JBS USA Holdings Inc. paid an $11 million ransom to cybercriminals who last week temporarily knocked out plants that process roughly one-fifth of the nation’s meat supply, the company’s chief executive said.
The ransom payment, in bitcoin, was made to shield JBS meat plants from further disruption and to limit the potential impact on restaurants, grocery stores and farmers that rely on JBS, said Andre Nogueira, chief executive of Brazilian meat company JBS SA’s U.S. division.
“It was very painful to pay the criminals, but we did the right thing for our customers,” Mr. Nogueira said Wednesday in an interview with The Wall Street Journal. He added that the payment was made after the majority of JBS plants were up and running again.
JBS is the world’s largest meat company by sales, processing beef, poultry, and pork from Australia to South America and Europe. In the U.S., the company is the biggest beef processor and a top supplier of chicken and pork. Its subsidiary Pilgrim’s Pride Corp. PPC 0.26% , also hit by the attack, is the second-largest U.S. poultry processor, after Tyson Foods Inc.
The attack on JBS was part of a wave of incursions using ransomware, in which companies are hit with demands for multimillion-dollar payments to regain control of their operating systems. The operator of a pipeline bringing gasoline to parts of the East Coast in May paid about $4.4 million to regain control of its operations and restore service. The attacks show how hackers have shifted from targeting data-rich companies such as retailers, banks and insurers to essential-service providers such as hospitals, transport operators and food companies.
Mr. Nogueira said JBS learned of the attack early on Sunday, May 30, when technology staff members noticed irregularities with the functioning of some servers. Soon they found a message demanding a ransom to reclaim access to the company’s system. Mr. Nogueira, who was traveling, said he was awakened around 5 a.m. by a phone call from his chief financial officer, notifying him of the incursion.
JBS immediately alerted the Federal Bureau of Investigation, Mr. Nogueira said, and the company’s technology team began shutting down the meat supplier’s systems to slow the attack’s advance. JBS called in technology vendors that had previously worked with the company, as well as cybersecurity experts and consultants who began negotiating with the attackers.
The FBI last week attributed the JBS attack to REvil, a criminal ransomware gang. Mr. Nogueira said that JBS and outside firms are conducting forensic analyses of its information-technology systems, and that it isn’t yet clear how the attackers accessed JBS’s systems.

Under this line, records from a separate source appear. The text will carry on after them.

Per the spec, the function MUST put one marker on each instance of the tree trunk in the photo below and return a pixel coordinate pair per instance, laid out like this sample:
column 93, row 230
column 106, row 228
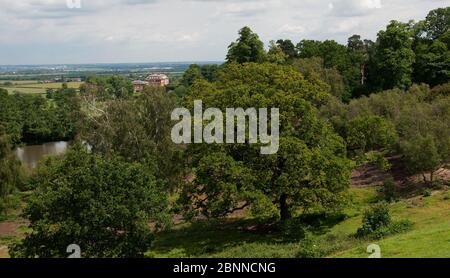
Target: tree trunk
column 362, row 70
column 285, row 214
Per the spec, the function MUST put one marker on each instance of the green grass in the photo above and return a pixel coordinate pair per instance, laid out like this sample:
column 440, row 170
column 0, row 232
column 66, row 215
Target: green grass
column 232, row 238
column 34, row 87
column 332, row 236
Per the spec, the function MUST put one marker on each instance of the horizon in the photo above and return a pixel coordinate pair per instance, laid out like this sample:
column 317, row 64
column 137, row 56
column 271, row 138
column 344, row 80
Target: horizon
column 42, row 32
column 113, row 63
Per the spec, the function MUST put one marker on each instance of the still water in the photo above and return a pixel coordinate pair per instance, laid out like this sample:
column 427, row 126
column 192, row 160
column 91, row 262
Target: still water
column 30, row 155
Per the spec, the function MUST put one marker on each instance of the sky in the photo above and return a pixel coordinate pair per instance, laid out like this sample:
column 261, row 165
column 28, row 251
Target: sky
column 133, row 31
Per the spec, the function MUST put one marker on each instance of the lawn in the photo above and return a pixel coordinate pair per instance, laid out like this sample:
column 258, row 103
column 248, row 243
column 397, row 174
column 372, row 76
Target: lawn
column 334, row 237
column 34, row 87
column 330, row 236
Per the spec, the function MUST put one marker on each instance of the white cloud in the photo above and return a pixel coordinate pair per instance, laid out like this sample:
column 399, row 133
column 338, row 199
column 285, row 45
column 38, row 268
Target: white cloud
column 289, row 29
column 354, row 7
column 46, row 31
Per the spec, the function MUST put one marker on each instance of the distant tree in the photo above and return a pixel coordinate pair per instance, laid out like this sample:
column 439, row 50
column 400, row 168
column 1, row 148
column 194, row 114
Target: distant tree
column 196, row 72
column 103, row 205
column 276, row 54
column 432, row 64
column 309, row 48
column 394, row 57
column 313, row 68
column 422, row 156
column 437, row 23
column 370, row 133
column 192, row 74
column 359, row 54
column 288, row 48
column 117, row 87
column 247, row 48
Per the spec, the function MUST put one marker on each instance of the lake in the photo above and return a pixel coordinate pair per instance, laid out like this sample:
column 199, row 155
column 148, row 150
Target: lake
column 30, row 155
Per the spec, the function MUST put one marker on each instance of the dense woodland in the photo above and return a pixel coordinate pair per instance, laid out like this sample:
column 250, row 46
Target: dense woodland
column 383, row 102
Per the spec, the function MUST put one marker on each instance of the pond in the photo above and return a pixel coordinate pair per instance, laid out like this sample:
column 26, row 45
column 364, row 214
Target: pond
column 30, row 155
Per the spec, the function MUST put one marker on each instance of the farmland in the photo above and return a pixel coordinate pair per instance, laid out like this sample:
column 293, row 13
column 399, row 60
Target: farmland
column 33, row 86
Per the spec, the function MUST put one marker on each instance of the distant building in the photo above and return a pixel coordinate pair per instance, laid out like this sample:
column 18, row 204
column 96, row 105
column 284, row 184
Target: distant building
column 139, row 85
column 158, row 79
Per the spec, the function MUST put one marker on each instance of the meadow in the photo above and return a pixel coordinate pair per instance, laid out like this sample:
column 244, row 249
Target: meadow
column 332, row 236
column 33, row 86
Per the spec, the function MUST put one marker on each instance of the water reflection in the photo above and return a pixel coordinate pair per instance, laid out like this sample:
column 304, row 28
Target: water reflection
column 30, row 155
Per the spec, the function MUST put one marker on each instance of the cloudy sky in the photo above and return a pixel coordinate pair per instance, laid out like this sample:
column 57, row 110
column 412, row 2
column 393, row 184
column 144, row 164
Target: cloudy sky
column 108, row 31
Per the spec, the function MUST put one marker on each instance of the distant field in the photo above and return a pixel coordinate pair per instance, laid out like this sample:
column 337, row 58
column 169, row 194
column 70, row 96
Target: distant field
column 34, row 87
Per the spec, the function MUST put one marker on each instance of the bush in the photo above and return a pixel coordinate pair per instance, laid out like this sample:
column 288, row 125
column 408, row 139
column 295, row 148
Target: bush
column 309, row 248
column 103, row 205
column 377, row 223
column 389, row 191
column 427, row 193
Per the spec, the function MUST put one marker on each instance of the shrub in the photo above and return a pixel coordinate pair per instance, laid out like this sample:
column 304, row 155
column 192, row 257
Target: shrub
column 427, row 193
column 309, row 248
column 103, row 205
column 389, row 190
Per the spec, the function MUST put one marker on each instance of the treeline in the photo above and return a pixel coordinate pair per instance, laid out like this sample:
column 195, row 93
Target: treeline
column 34, row 119
column 133, row 174
column 403, row 54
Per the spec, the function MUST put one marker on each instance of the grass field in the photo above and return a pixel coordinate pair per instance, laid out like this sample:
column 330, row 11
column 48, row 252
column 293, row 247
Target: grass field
column 34, row 87
column 234, row 238
column 332, row 236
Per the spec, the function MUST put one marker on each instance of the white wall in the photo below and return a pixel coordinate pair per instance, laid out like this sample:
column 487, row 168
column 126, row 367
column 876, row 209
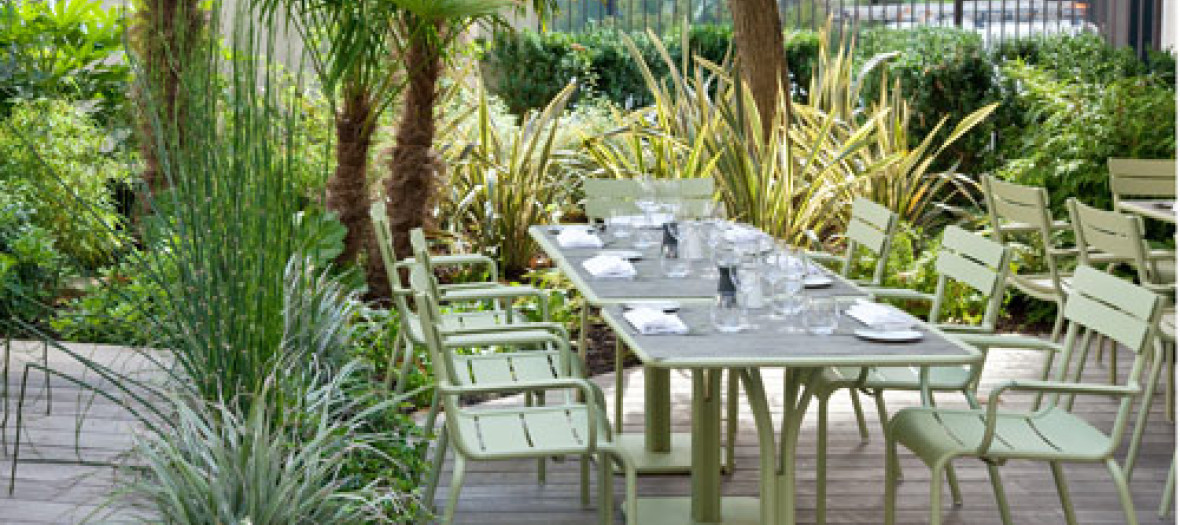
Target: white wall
column 1169, row 28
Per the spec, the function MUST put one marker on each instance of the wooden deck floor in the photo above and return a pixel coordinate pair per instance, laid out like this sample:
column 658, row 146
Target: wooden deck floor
column 52, row 486
column 506, row 492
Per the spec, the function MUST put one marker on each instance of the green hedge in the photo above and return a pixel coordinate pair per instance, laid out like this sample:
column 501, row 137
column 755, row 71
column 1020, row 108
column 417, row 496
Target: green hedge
column 528, row 69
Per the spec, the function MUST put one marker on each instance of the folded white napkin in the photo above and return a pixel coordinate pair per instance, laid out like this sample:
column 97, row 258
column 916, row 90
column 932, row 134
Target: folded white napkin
column 742, row 234
column 577, row 237
column 876, row 314
column 650, row 321
column 609, row 266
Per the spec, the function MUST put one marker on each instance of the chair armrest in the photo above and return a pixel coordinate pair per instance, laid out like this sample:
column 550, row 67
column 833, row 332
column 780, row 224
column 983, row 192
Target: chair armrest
column 1043, row 387
column 461, row 260
column 499, row 293
column 904, row 294
column 1016, row 228
column 1008, row 341
column 590, row 392
column 551, row 327
column 824, row 257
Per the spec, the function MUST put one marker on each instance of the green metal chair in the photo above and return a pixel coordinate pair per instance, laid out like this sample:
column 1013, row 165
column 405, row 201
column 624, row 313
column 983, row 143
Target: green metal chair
column 1017, row 210
column 871, row 228
column 1097, row 303
column 605, row 196
column 410, row 335
column 1142, row 178
column 572, row 427
column 963, row 257
column 1120, row 238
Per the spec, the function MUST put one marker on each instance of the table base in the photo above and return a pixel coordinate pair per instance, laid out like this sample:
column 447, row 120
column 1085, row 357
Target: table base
column 679, row 511
column 679, row 460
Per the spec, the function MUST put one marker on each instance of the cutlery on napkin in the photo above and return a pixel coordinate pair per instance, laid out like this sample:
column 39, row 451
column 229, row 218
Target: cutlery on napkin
column 609, row 266
column 577, row 237
column 649, row 321
column 876, row 315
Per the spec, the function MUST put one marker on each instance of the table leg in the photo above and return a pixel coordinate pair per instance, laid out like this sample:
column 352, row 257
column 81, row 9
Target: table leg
column 657, row 405
column 707, row 446
column 797, row 393
column 755, row 392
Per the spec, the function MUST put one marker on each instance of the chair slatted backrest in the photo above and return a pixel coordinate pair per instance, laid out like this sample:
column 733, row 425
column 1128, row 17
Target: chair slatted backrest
column 1017, row 204
column 1105, row 304
column 423, row 257
column 1145, row 178
column 384, row 235
column 871, row 227
column 605, row 196
column 1024, row 208
column 430, row 316
column 975, row 261
column 1110, row 233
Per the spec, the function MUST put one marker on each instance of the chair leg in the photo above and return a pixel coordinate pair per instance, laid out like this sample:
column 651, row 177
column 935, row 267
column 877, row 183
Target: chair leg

JBS maintains secondary backups of all its data, which are encrypted, Mr. Nogueira said. The company brought back operations at its plants using those backup systems, he said. While the company was making good progress, he added, JBS’s technology experts cautioned the company that there was no guarantee that the hackers wouldn’t find another way to strike, and JBS’s consultants continued negotiating with the attackers. Mr. Nogueira said the company is confident that no customer, supplier or employee data was compromised in the attack, based on its forensic analysis.
“We didn’t think we could take this type of risk that something could go wrong in our recovery process,” Mr. Nogueira said of the decision to pay the attackers. “It was insurance to protect our customers.”
He said that JBS’s outside advisers negotiated the payment amount with the attackers, and that the company kept federal law-enforcement officials informed throughout the process. Mr. Nogueira declined to specify when JBS made the payment, or to identify the cybersecurity experts.